Brett Lambert, DOD's deputy assistant secretary for manufacturing and industrial base policy, said that the Pentagon needs to recognize the globalized nature of markets in order for there to be any success in the future.
"This is a very difficult concept for many in our business to get their arms around," he said, according to FNR. "Frankly, the department is much more comfortable being the dog, not the tail of a market. This attitude, frankly, is not helpful when we discuss the various ways to track our supply chain. Simply put, the old standby to most supply chain concerns, which was to just mandate things, simply won't work in the modern global and commercial environment. We have to adjust. "
The U.S. government isn't the only organization that needs help with its supply chain as globalization creates new pressures. A report commissioned by Interchange Europe highlighted some of the struggles that supply chain managers in Thailand have been dealing with since severe flooding took place throughout the nation during last year's monsoon season.

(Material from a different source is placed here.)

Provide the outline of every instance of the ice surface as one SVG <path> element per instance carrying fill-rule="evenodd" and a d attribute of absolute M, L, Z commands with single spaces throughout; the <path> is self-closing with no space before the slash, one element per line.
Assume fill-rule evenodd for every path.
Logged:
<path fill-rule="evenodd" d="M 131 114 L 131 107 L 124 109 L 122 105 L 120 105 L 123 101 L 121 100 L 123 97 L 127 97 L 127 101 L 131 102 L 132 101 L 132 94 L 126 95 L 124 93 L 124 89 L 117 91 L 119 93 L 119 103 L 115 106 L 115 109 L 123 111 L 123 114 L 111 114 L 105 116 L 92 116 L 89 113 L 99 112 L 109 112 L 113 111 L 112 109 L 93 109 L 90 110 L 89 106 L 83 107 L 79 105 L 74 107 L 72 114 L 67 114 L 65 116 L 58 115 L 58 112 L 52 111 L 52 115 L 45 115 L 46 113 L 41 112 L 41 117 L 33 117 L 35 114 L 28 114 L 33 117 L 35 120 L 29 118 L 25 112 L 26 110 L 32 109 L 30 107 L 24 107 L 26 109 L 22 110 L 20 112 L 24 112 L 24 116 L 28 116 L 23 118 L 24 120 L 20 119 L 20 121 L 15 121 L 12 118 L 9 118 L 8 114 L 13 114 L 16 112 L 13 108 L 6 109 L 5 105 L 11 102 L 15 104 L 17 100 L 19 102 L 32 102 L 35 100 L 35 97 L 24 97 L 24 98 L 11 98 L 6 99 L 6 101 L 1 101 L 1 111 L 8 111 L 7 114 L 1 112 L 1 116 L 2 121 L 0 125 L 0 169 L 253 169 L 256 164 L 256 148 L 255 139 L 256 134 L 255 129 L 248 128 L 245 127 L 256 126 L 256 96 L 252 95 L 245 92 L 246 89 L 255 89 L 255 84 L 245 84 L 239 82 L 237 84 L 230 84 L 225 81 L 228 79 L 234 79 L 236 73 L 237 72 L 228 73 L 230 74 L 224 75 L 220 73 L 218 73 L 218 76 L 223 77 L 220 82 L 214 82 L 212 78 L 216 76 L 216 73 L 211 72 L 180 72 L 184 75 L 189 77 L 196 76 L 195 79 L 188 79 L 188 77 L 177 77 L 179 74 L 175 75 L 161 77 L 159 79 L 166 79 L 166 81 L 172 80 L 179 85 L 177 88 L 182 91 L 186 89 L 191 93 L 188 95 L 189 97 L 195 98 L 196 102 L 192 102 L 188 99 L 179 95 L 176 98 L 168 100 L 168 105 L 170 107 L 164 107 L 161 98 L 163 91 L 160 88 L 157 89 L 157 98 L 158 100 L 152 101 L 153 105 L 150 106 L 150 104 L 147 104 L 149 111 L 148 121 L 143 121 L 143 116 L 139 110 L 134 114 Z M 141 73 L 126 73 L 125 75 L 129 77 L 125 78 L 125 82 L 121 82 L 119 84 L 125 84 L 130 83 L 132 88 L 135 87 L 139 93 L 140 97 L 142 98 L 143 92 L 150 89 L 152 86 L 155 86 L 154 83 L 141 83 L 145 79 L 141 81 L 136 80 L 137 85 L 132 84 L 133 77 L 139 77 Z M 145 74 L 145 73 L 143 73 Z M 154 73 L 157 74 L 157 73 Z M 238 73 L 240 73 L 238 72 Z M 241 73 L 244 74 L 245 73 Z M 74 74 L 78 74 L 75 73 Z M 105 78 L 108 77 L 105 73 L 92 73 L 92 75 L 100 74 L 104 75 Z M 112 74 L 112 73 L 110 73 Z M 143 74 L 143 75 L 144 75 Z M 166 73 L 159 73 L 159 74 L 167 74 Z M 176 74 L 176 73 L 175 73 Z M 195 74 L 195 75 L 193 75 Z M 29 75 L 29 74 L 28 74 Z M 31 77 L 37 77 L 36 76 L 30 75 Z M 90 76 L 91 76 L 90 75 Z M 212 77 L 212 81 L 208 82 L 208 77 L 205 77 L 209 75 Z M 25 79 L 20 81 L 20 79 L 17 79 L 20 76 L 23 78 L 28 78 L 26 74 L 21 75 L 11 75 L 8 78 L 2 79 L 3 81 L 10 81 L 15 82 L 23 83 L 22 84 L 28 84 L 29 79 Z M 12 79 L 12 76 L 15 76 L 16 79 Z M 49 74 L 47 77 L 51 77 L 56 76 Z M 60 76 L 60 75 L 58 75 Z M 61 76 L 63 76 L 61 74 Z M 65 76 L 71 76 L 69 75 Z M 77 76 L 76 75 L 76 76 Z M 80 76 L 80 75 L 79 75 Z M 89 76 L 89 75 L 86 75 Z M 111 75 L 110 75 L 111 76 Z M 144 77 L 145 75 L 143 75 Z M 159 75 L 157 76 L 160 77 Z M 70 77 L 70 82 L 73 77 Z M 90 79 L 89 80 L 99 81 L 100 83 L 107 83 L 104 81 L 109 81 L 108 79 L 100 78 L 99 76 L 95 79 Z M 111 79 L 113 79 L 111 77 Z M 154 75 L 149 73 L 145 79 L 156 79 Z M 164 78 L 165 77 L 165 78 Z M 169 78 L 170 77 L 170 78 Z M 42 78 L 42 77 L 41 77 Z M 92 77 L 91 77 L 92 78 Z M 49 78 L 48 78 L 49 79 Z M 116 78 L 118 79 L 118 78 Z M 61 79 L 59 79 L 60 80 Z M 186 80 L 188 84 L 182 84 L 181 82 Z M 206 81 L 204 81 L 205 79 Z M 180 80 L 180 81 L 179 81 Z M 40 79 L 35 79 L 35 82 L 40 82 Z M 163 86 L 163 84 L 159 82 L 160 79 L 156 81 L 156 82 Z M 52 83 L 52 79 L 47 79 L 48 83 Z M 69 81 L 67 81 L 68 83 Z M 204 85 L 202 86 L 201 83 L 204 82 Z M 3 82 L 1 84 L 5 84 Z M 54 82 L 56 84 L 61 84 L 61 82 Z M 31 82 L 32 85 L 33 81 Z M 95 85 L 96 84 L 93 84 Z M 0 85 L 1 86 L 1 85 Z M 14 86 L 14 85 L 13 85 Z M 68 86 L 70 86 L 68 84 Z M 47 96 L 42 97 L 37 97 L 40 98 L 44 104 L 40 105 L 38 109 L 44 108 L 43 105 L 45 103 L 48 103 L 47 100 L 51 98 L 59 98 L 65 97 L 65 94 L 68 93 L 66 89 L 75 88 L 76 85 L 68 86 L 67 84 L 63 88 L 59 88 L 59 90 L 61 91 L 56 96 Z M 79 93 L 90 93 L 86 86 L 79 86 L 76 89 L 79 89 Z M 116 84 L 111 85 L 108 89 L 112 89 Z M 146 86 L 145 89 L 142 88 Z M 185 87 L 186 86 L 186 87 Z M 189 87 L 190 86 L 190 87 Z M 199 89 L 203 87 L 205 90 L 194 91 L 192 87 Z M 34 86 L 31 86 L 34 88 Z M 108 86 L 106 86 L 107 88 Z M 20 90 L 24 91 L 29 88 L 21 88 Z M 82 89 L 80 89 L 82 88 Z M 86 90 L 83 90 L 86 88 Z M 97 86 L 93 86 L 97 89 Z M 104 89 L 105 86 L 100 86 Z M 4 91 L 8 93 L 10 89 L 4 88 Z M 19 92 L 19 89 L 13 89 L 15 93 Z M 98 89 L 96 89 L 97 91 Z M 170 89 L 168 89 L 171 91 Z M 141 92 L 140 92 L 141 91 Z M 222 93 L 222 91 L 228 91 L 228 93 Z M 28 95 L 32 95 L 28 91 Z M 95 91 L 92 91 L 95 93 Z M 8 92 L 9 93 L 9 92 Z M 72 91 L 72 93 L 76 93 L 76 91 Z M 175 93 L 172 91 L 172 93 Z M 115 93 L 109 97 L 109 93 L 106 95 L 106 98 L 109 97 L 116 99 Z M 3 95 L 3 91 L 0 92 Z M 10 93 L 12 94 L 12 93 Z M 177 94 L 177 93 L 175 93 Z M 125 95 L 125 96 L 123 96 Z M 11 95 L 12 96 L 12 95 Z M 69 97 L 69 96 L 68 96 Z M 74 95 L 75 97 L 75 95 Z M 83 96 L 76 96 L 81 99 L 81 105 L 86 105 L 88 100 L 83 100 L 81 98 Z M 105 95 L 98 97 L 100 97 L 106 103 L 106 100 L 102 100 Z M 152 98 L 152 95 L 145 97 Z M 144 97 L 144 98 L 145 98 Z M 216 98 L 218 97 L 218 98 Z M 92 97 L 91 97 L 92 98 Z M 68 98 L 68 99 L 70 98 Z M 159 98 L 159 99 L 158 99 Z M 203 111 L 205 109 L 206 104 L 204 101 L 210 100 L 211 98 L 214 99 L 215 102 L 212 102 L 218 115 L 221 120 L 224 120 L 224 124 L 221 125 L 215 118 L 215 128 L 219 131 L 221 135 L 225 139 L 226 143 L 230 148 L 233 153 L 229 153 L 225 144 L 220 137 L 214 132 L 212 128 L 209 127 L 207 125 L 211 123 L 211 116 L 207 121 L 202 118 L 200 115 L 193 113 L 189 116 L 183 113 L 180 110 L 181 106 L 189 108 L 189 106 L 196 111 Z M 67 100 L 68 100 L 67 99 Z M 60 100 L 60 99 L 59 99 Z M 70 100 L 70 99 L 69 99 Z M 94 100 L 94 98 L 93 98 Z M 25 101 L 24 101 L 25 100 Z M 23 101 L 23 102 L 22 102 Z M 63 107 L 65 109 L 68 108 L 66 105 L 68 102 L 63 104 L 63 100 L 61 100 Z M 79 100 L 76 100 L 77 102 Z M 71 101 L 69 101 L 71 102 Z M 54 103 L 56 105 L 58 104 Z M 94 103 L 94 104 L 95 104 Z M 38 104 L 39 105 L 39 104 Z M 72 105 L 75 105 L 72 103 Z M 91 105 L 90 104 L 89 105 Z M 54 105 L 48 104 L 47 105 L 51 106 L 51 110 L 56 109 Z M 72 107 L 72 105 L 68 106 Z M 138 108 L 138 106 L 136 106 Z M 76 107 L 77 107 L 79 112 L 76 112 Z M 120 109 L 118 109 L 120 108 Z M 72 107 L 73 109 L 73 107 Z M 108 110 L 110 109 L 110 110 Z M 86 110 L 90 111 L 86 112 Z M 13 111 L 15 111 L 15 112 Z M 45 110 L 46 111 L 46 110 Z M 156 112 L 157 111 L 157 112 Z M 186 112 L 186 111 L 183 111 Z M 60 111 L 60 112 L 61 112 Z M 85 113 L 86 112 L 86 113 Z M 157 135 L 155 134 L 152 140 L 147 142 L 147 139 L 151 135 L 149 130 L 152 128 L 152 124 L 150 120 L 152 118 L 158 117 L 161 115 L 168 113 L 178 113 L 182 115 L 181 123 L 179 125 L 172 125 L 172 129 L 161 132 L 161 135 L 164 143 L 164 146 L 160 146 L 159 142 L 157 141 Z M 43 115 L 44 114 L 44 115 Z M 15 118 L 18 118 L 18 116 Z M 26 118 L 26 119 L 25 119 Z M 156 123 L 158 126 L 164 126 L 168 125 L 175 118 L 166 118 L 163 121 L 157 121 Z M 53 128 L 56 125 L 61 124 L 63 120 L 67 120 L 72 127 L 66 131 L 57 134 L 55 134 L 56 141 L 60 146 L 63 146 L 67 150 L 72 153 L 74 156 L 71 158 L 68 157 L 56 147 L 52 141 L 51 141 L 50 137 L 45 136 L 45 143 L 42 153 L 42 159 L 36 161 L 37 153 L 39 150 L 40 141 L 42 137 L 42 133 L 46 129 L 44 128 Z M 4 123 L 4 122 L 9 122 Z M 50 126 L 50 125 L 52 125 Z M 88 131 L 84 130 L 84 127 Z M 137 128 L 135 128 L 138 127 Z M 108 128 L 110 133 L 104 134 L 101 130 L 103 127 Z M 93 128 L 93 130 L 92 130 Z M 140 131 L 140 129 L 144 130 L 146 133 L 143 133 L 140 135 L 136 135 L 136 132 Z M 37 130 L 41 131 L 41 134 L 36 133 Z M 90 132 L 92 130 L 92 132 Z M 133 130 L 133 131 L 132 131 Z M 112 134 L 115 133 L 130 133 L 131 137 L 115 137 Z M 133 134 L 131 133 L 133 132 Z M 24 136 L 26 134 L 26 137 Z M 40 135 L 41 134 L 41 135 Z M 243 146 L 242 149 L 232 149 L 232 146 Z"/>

According to the report, automotive supply chain managers throughout the globe need to look at the example of Thailand and begin putting their focus on procurement strategies in the event of an emergency. The report refers to the global supply chain as "fragile" and provided suggestions for global managers after interviewing executives from automotive companies in Thailand following the floods.
Samnuek Ngamtrakulchol, chief of human resources for GM Thailand, said that one of the most important things managers can do is to continue to update and devise plans, because natural disasters such as earthquakes, volcanic eruptions or hurricanes are rarely predicted. Data collection along the supply chain could prove invaluable in a crisis situation, as the report highlighted local supply chain breaks as one consequence of the Thailand floods. When there are gaps like these in the supply chain, organizations will want to know where goods are at any given moment and leverage historical data about how goods move through the supply chain, to create action plans.
"No one was prepared for the flooding and I think that the lesson we take away from this for the future is contingency plans have to be kept fresh," he said, according to the report. "You can't put them away in the drawer and think they are done because things change all the time."